A girl with brown mousy hair that was hastily chopped to her chin and above her pastily white bare shoulders as if she had cut it with a pair of garden shears, dark eyes reminded me of the mud that dripped off the bumper of the right side of my mum's car from when she drove through the murky countryside visit to my grandma's house, wrinkled lips that were pulled so far back by her tight skin that I could see where her cheekbones arched and how much her sallow cheeks had been sucked in as if there was a vacuum residing under her skin.
I had never met anyone quite like her before.

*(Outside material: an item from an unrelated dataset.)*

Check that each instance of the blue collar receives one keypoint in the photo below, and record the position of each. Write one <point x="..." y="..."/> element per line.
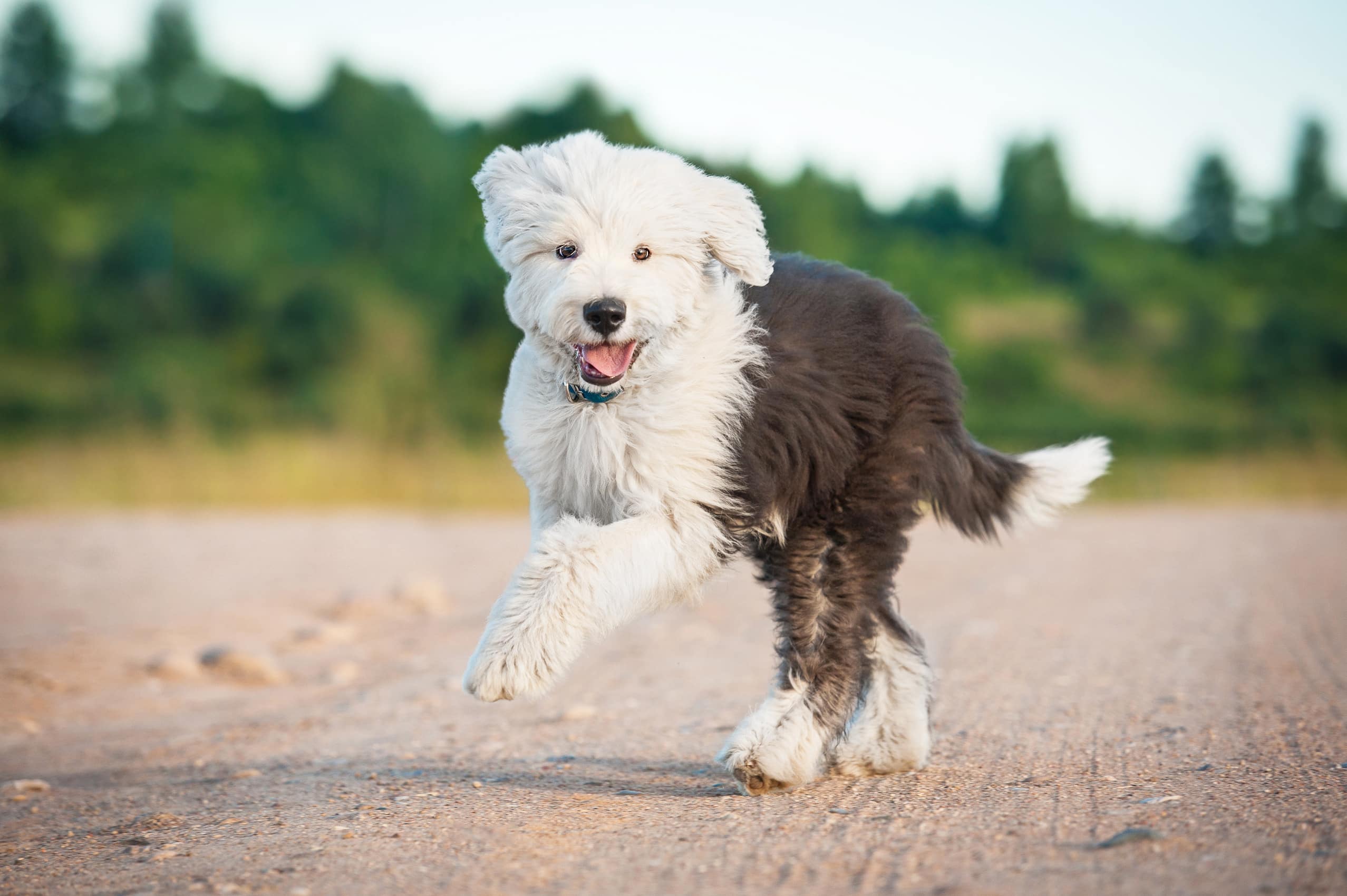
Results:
<point x="574" y="394"/>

There was a dwindling fire in her brown eyes, lined by sore red scratches where it was obvious she had itched away the hay fever that made her heavily pierced nose sweat and run with snot.
I was tired that day. I knew that I wouldn't be able to sit through the exam without my head drooping towards the table like a weeping willow and my eyes dying to slip shut.
She could tell that I was struggling, so she grabbed me by the shoulders and shook me awake.
Mind, I'm perfectly sure she was sober.
I was worried that I was going to fail the exam and that my mother would punish me if I didn't do well. This girl wasn't buying an ounce of my unnecessary panic.
She looked deep into my soul and whispered, slurring her words like a drunk man, "There's no room in life for other people's bullshit."
Such crude words of wisdom from such a wise young person.
After all, it was those very same crude words that changed my life and gave me the courage to take the reins of my own life.
Girl, if you’re out there, and you recognise yourself within my words, thanks for being a tough bitch and giving me the harsh truth.
BEE KINGSLEY
LIPS
I could kiss your lips all day, if you let me.
I don't know how you do it. How is it that your lips are the last things that I dream of before I drift off to sleep?
I want no place in heaven if you were my greatest sin. Because the way your lips are flawlessly pressed against my neck, oh my goodness, even just thinking about it, it's a type of paradise I'll never be able to forget. Amazingly, you chose to kiss, over my pulse, over my flushed skin, rather than tearing my throat out with your pristine white teeth and leaving me for dead.
Numerous could claim your kiss is one of the devil, because how is it you have the lips of a sinner but the heart of an angelic saint?
My jaw just so happens to be the perfect shape for your hands when you cup it when you kiss me. I love the taste of your flavoured lip balm and the way your lips effortlessly fit over mine. Your nose occasionally bumps against the skeleton of my glasses and you chuckle when you knock them askew. Your tongue has taken me to places in my mind I have not yet had an opportunity to explore.
Your lips are all I can ponder. They are driving me insane. What spell have you put me under? My love, I demand to know.
BEE KINGSLEY
the pain wasn't worth it .
messed up.again .
hope. Hope is the most agonizing feeling i've ever felt.